It is not clear to me how one can map those shapelets to a feature?

GillesVandewiele commented 7 years ago

For k classes, you could have a 'best' shapelet for each class and then the distances to each of these classes could be added (k features), or the index of the closest shapelet could be added (1 feature).

The difference maybe is that here, a whole dataset is required to extract the 'best' shapelets instead of just 1 time serie.

MaxBenChrist commented 7 years ago

By this you get a feature calculator with a state. Essentially you have to train the calculator (to get the shapelets) and then predict with it ( to get the distance to the class).

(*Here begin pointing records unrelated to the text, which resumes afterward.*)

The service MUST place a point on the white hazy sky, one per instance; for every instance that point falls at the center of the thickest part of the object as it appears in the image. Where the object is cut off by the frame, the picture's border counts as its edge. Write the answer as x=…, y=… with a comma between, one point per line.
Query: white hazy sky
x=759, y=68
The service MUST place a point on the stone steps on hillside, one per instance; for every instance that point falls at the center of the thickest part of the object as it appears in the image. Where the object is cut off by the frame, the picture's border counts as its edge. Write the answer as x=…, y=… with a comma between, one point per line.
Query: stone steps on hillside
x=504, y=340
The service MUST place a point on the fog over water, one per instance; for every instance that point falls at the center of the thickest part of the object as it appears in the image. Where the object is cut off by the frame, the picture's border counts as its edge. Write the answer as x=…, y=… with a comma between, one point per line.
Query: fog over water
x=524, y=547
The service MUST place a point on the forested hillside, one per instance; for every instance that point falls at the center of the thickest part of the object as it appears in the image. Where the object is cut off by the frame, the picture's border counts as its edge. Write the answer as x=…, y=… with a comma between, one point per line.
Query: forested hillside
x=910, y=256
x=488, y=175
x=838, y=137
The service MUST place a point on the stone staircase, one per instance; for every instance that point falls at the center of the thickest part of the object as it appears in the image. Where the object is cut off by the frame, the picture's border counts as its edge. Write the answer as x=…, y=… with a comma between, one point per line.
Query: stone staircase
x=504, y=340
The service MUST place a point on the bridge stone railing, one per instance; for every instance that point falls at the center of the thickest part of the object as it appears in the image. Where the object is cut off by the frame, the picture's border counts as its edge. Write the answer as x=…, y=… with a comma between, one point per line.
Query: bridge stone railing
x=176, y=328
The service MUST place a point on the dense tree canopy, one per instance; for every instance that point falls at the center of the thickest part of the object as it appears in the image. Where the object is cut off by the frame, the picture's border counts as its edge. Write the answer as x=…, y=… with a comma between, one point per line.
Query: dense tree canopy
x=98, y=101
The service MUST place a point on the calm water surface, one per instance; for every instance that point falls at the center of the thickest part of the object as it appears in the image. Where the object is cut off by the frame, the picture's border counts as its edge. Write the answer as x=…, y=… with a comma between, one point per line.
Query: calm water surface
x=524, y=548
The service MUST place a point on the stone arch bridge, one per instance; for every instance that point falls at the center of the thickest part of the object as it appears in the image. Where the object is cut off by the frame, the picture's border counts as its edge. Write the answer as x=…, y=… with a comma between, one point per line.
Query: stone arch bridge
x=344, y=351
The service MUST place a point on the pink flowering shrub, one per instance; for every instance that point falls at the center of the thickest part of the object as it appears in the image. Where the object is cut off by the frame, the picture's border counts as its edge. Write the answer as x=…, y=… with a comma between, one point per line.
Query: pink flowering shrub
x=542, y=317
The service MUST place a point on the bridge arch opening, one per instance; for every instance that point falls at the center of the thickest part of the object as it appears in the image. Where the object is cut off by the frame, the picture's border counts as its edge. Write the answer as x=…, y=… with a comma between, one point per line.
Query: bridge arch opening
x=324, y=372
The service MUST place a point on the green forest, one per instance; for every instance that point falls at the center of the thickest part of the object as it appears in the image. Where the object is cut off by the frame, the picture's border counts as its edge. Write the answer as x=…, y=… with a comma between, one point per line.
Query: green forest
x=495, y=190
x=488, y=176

This means that tsfresh would have need to have separated data sets for train / test set. Up until now, the users can extract features for their whole data and do the train/test split by themselves.

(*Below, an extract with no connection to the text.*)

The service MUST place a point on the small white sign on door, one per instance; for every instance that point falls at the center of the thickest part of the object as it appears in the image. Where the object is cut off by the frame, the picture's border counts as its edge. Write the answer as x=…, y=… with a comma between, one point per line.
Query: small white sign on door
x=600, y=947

Don't get me wrong, I don't say that the shapelet feature is not helpful, but If we implement it, we would have to change our API (the extract_feature method would be replaced by a fit and transform )

MaxBenChrist commented 7 years ago

We already have sklearn based transformers, so we could start with that.

However, the parallelization is incompatible with feature calculators having a state. I don't see an easy solution for that at the moment.

jneuff commented 7 years ago

I haven't looked at the paper yet. tsfresh being stateless has many advantages, but sooner or later we might have to introduce state to support features like this one. We should start thinking about ways to do this. As @MaxBenChrist said, our sklearn-transformers are probably a good starting point.

MaxBenChrist commented 7 years ago

the biggest drawback will be that our APIs become more complicated. Eventually it lead to removing the easy to use extracting_features and extracting_relevant_features methods and instead only offering the transformers.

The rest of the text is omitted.